After all, anyone who has run understands that finishing is a mental game. Buddhist monk and marathoner  Sakyong Mipham Rinpoche says that, “The mind is the leading edge of whatever you can do … after you’ve gotten used to physical activity, you’re working with your mind.”

Again, “just keep running.”  (I can almost hear Dori, from Disney’s Finding Nemo; can you?)

The Marathon

Friday, April 30th, 2010

The marathon may be the most popular independent athletic event in the world; in 2010, over a million people will register to run at least one of the 500 marathons organized world wide this year. In combination with the World Championship and Olympic marathons, the Boston, New York City, Chicago, London, and Berlin marathons constitute the World Marathon Majors series, which awards $500,000 annually to the top competitors. Wow!

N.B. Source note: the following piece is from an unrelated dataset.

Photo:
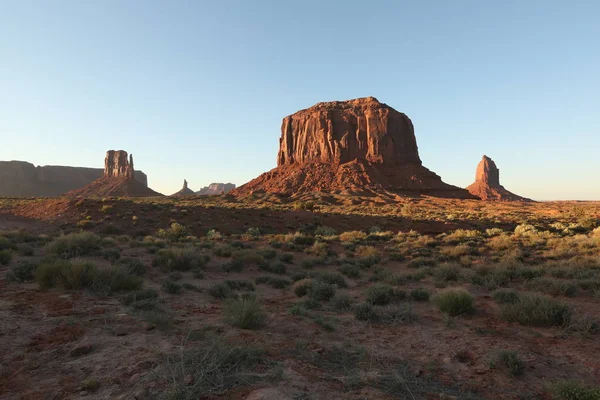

Yet, it wasn’t the cash that put “complete a marathon” on my list of life goals. It was the challenge – 26.2 miles just seemed like an incredibly long way to run. Paul Heckert agrees:

26.2 miles is a long way. The runner’s feet will slam into the hard road about 26,000 times each. All this pounding makes the runner’s feet sore. It also hurts the ankles, legs, knees, hips, and so forth. A runner with an old knee, ankle, hip, or other injury will relive the familiar pain from the stress of a hard 26.2 mile run. At about 20 miles the body’s store of glycogen fuel runs out. Runners whose bodies have not yet learned to burn fat will often hit the wall. They muster every last bit of whatever it is inside them to continue barely doing the survival shuffle.

I am happy to report that I managed to complete my first marathon with less than the usual pain and suffering. By crossing the finish line in San Diego last year, I joined the less than 1% of Americans who will ever complete a marathon. Pretty impressive, huh?

More significant, really, is that I was even permitted to compete. Eighty-eight years separates Melpomene’s unofficial marathon during the 1896 Olympics, where she finished with a respectable 4:30.00, and Joan Benoit’s 2:24:52 winning finishing time at the first women’s marathon of the modern Olympic games in 1984. That was barely 25  years ago!

Although women’s access to “smaller” distance events increased – Arlene Piper was the first woman to complete the Pikes Peak Marathon in 1959 (in just over 9 hours), for example – they were barred from the elite races. Roberta Gibb hid in the bushes at the start of the 1966 Boston Marathon, then jumped into the race. She finished in 3:21:40, making her the unofficial women’s winner that year. She beat Katherine Switzer, who took almost an hour longer, competing as K. Switzer – a man. It wasn’t until 1972, a year after women’s participation in marathons was sanctioned by the Amateur Athletics Union (AAU), that Nina Kuscsik became the first official female champion with a finishing time of 3:10:26.

Considering Paula Radcliff’s record-breaking 2:15:25 marathon finish in 2003 and scientists' speculation that women may ultimately outperform men in distance running events, why weren’t women permitted to compete in world class marathons? According to Lynette Miller, the essence of the argument is that "Their bodies just can't take it! They might injure themselves and be unable to have children."

Uh huh…Current record-holder Paula Radcliff gave birth to daughter Isla in 2007 without incident; rather, childbirth complicated her return to the professional marathon circuit. Currently expecting a second child, Paula plans to enter – and win – the Olympic marathon competition in 2012.